5 months ago
"This song is brilliant; it may be the best political pop song of the past twenty five years. This may seem counterintuitive; here's a reason or two: if it's truly pop, the politics should not stand out, just totally be there; if you hear a message it's protest not pop. This song gets this: the girl, the shallow blond, becomes emblematic of the world at large, or at-least the USA, and its materialism; one can't dismiss the girl as vapid etc because in fact she's ground zero for where some of the world is totally at--to dismiss her is to dismiss real politics. Put colloquially: Bitch (finger points at dude), you think I mean nothing but I'm really at the very pulse of what your world means."
On a different, but related, note: I love the word-play happening in the title "Like a Virgin"--which, too, is a great song; isn't a Madonna a virgin mother? So like a virgin like a virgin mother--lol.

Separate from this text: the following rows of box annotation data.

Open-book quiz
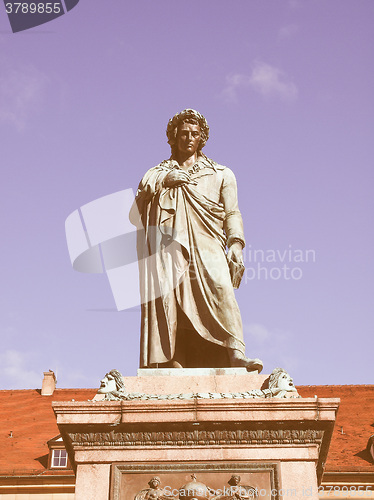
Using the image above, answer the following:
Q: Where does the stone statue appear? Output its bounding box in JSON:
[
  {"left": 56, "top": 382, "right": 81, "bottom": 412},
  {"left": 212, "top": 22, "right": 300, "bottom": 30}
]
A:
[
  {"left": 134, "top": 476, "right": 174, "bottom": 500},
  {"left": 212, "top": 474, "right": 258, "bottom": 500},
  {"left": 97, "top": 370, "right": 127, "bottom": 401},
  {"left": 269, "top": 368, "right": 300, "bottom": 398},
  {"left": 130, "top": 109, "right": 263, "bottom": 372},
  {"left": 97, "top": 368, "right": 300, "bottom": 401}
]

OK, back to MG: I like the video--apparently it's the official one: M on a staggered/stair-like stage, in a long pink dress, with lots of cute guys in suits--but think this would extend the politics wonderfully:
M is overseeing an assembly-line chute chockfull of packages containing man dolls, and tossing the packages with damage...and scrutinizing how they should be displayed at toy stores....and doing other things clearly linking male bodies to Capitalist profit. As it stands in the video, M is still a consumer--but she doesn't control the means of production. With my fantasy version, girl does have this control. Hmm, and then to play with cultural cliché of girl on stage being "bid for," we could have male execs fight to bid to buy her man-doll company! My acedimazation of this song feels like such a no-brainer to me, so hopefully someone, or manyone, has made a version of this hypothetical video.